Risarcimento non sufficientemente chiaro

Il 14 aprile 2015 con la Causa Contrada c. Italia, Ricorso n. 66655/13, la Corte Europea dei diritti dell’uomo di Strasburgo ha sanzionato l’Italia per la condanna a 10 anni inflitta a Bruno Contrada per concorso esterno in associazione mafiosa.

Secondo i giudici di Strasburgo, l’ex 007 e numero due del SISDE, non doveva essere condannato per concorso esterno in associazione mafiosa perché, all’epoca dei fatti (1979-1988), il reato non “era sufficientemente chiaro e il ricorrente non poteva conoscere nello specifico la pena in cui incorreva per la responsabilità penale che discendeva dagli atti compiuti”, condannando l’Italia a un risarcimento per danni morali di 10 mila euro.

La Corte d’Appello di Palermo, presieduta da Fabio Marino, con ordinanza depositata il 6 aprile 2020, ha accolto la richiesta di risarcimento per ingiusta detenzione, superando le obiezioni della Procura generale e dell’Avvocatura dello Stato e disponendo a favore dell’ex poliziotto una somma di 667 mila euro.

 

I giudici europei si sono tenuti ben distanti da un giudizio nel merito dei fatti per cui lo stesso Contrada è stato ritenuto colpevole.
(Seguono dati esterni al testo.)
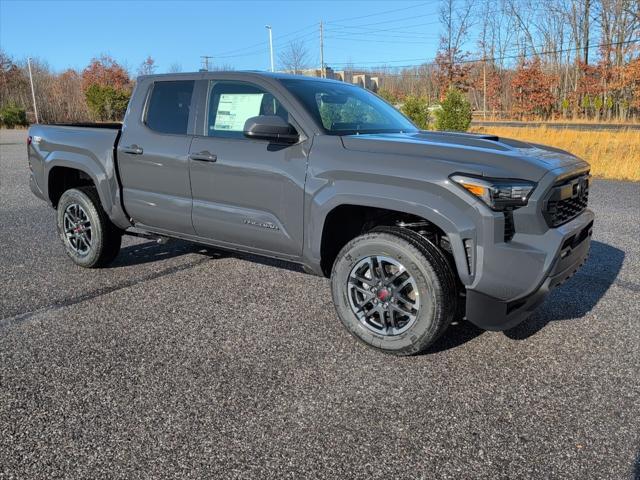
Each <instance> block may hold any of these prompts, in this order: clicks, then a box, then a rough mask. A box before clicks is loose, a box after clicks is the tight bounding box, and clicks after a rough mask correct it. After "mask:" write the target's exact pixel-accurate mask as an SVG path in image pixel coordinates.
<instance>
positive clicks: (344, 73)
mask: <svg viewBox="0 0 640 480" xmlns="http://www.w3.org/2000/svg"><path fill="white" fill-rule="evenodd" d="M324 71H325V75H324V77H325V78H331V79H333V80H340V81H342V82H346V83H353V84H354V85H358V86H360V87H362V88H366V89H368V90H371V91H373V92H377V91H378V90H379V89H380V77H372V76H371V75H369V74H368V73H357V72H352V71H349V70H333V69H332V68H331V67H325V68H324ZM285 73H293V72H291V71H285ZM299 74H300V75H306V76H307V77H322V76H323V75H322V69H320V68H307V69H305V70H302V71H300V72H299Z"/></svg>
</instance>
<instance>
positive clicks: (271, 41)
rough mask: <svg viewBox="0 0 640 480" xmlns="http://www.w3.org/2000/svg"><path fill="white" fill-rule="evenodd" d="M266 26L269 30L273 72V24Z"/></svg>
mask: <svg viewBox="0 0 640 480" xmlns="http://www.w3.org/2000/svg"><path fill="white" fill-rule="evenodd" d="M264 28H266V29H267V30H269V56H270V57H271V71H272V72H273V71H274V70H273V33H272V32H271V25H265V26H264Z"/></svg>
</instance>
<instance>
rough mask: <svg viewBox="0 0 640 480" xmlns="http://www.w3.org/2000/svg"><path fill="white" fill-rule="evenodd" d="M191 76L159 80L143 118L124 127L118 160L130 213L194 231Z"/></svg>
mask: <svg viewBox="0 0 640 480" xmlns="http://www.w3.org/2000/svg"><path fill="white" fill-rule="evenodd" d="M194 84H195V82H194V81H193V80H179V81H157V82H155V83H154V84H153V85H152V86H151V91H150V93H149V96H148V100H147V103H146V108H145V112H146V113H145V115H144V118H141V119H136V120H134V119H132V121H135V122H136V123H135V124H133V125H128V127H129V128H125V129H123V131H122V136H121V138H120V141H119V142H118V166H119V168H120V174H121V178H122V193H123V200H124V204H125V208H126V210H127V213H128V214H129V215H131V217H132V218H133V220H134V221H135V223H136V224H137V225H140V226H143V227H144V226H147V227H153V228H154V229H161V230H166V231H168V232H177V233H186V234H193V233H194V230H193V224H192V222H191V186H190V183H189V161H188V154H189V145H190V144H191V140H192V139H193V136H192V135H190V134H189V133H190V132H191V130H190V125H191V124H192V122H193V121H194V118H195V115H194V114H193V113H192V108H191V103H192V98H193V91H194Z"/></svg>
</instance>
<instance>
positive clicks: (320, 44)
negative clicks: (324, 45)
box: [320, 20, 327, 78]
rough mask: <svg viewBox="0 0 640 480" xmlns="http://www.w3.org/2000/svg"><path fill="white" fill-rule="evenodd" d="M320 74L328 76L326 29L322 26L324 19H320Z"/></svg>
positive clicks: (321, 75)
mask: <svg viewBox="0 0 640 480" xmlns="http://www.w3.org/2000/svg"><path fill="white" fill-rule="evenodd" d="M320 76H321V77H322V78H325V77H326V76H327V75H326V72H325V70H324V29H323V27H322V20H320Z"/></svg>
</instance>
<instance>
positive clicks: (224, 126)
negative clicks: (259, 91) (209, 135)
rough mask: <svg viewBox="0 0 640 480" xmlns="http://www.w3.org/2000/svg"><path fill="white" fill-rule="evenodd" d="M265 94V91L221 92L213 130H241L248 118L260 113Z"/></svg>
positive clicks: (256, 115) (235, 130)
mask: <svg viewBox="0 0 640 480" xmlns="http://www.w3.org/2000/svg"><path fill="white" fill-rule="evenodd" d="M263 96H264V93H223V94H221V95H220V101H219V102H218V111H217V112H216V122H215V124H214V125H213V128H212V130H226V131H231V132H241V131H242V130H243V129H244V123H245V122H246V121H247V119H248V118H251V117H255V116H257V115H260V106H261V105H262V97H263ZM210 128H211V127H210Z"/></svg>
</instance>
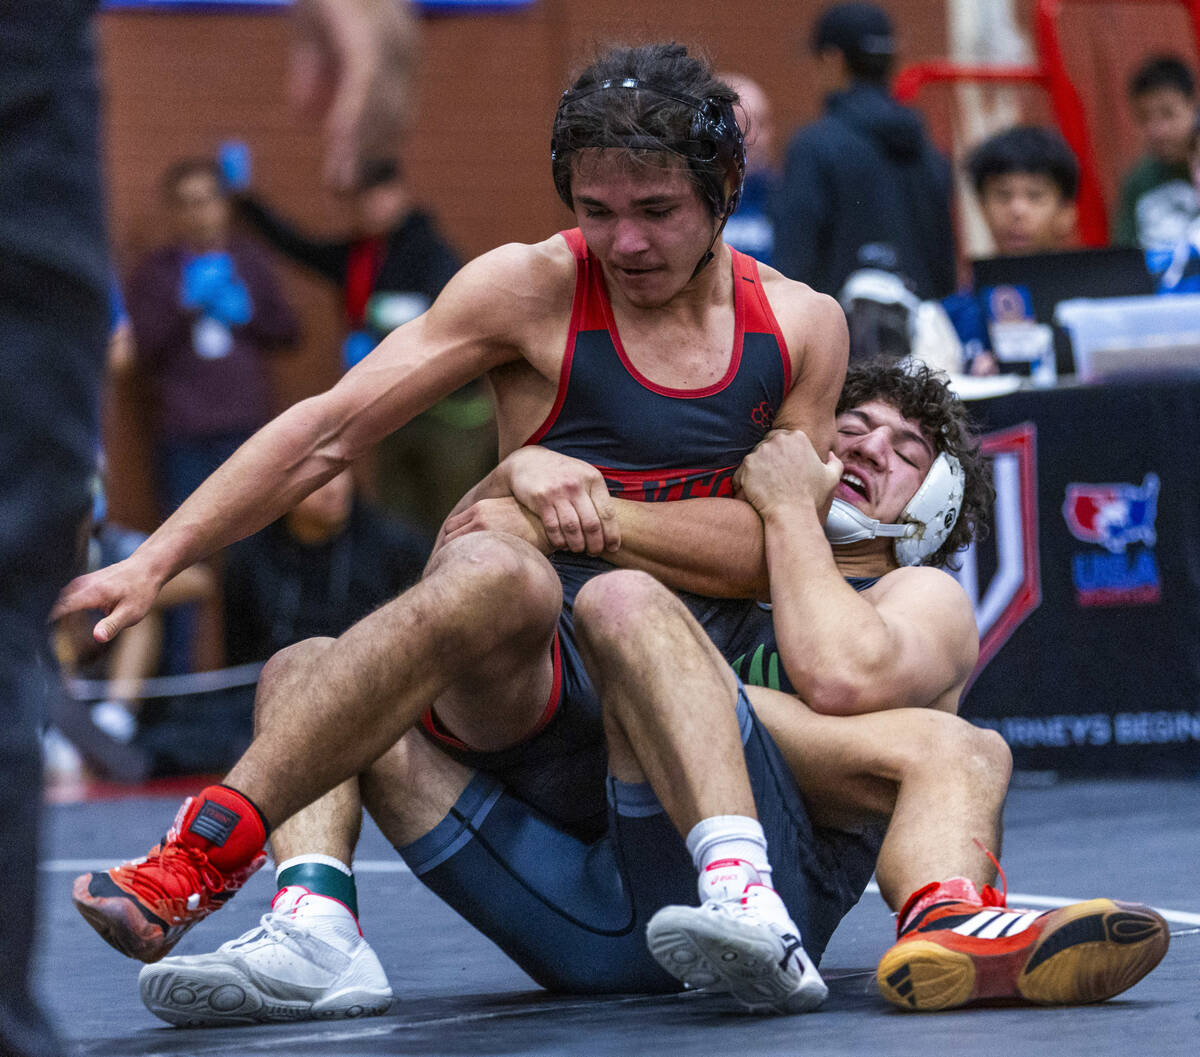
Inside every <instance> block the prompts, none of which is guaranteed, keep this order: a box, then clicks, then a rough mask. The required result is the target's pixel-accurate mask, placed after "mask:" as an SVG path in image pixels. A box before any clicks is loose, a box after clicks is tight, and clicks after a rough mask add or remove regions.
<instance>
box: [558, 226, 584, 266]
mask: <svg viewBox="0 0 1200 1057" xmlns="http://www.w3.org/2000/svg"><path fill="white" fill-rule="evenodd" d="M558 234H559V235H562V236H563V240H564V241H565V242H566V245H568V246H570V247H571V253H574V254H575V259H576V260H587V259H588V244H587V242H586V241H583V232H581V230H580V229H578V228H570V229H568V230H565V232H559V233H558Z"/></svg>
E lo stesso hanno fatto i giudici della Suprema Corte nel 2017, quando hanno dichiarato  “ineseguibile e improduttiva di effetti penali la sentenza di condanna” divenuta definitiva nel 2007.

 

Nonostante gli organi di informazione sostengano l’avvenuta “revoca della sentenza di condanna”, non siamo in presenza dei relativi casi di abolizione del reato (depenalizzazione, abrogazione o dichiarazione di illegittimità costituzionale della norma) in virtù dei quali si può chiedere al Giudice dell’esecuzione competente la revoca della sentenza o del decreto irrevocabili.

Infatti, nelle motivazioni della sentenza con cui sono state recepite le indicazioni della Corte di Strasburgo si legge che “nel caso di specie non vi è in effetti alcuno spazio per revocare il giudicato di condanna presupposto, la cui eliminazione non è richiesta, né direttamente né indirettamente, dalla Corte EDU”. Diversamente, “la sentenza emessa nei confronti di Bruno Contrada dalla Corte di appello di Palermo il 25/02/2006, divenuta irrevocabile il 10/05/2007, deve essere dichiarata ineseguibile e improduttiva di effetti penali”.

Tanto più che i fatti accertati nel corso dei processi e riprodotti nelle sentenze evidenziavano l’esistenza di rapporti, da parte di Contrada, di grave collusione con la mafia.

Tra questi, degni di memoria sono il rilascio delle patenti dei boss Stefano Bontate e Giuseppe Greco, di porti d’arma ai fratelli Caro; l’agevolazione della latitanza di Totò Riina e Salvatore Inzerillo e della fuga dall’Italia di John Gambino e dello stesso imprenditore bresciano arrestato in Svizzera nel 1988 come riciclatore della mafia, Oliviero Tognoli. Quest’ultimo, in particolare, ammetterà il coinvolgimento nella fuga di Contrada, interrogato a Lugano dalla giudice Carla Del Ponte insieme ai colleghi Falcone e Lehman (i quali quattro mesi dopo saranno vittime del tentato attentanti all’Addaura), per poi rifiutarsi di metterlo al verbale.

Elementi questi tutti che, al di là della “conoscibilità” o meno dell’esistenza del reato di concorso esterno, si prefiguravano comunque sufficienti per arrivare ad una condanna per associazione a delinquere (fino al 1983), o per associazione mafiosa (dopo), o per favoreggiamento alla mafia.

 

Nel corso del processo, dal canto suo, Contrada fece ricorso alla testimonianza, tra gli altri, del Generale Mori, ex comandante del Ros condannato in primo grado all’esito dello storico Processo sulla Trattativa Stato-Mafia a 12 anni di reclusione.

 

Se la prima sentenza di condanna era stata definita dall’allora Presidente della Commissione Antimafia Tiziana Parenti  “sentenza nazista”, ora abbonderanno gli elogi a questa apparente nuova vittima del giustizialismo.

Mai come in questo delicato momento per il Paese intero, però, si può permettere a un condannato e mai assolto, al simbolo di uno Stato-mafia che è sempre sceso a patti, che ha perpetrato depistaggi e cercato di insabbiare la verità, di diventare un martire dello Stato-giusto, che scende in corsia in prima persona, nonostante le minacce più pericolose, per aiutare i propri concittadini.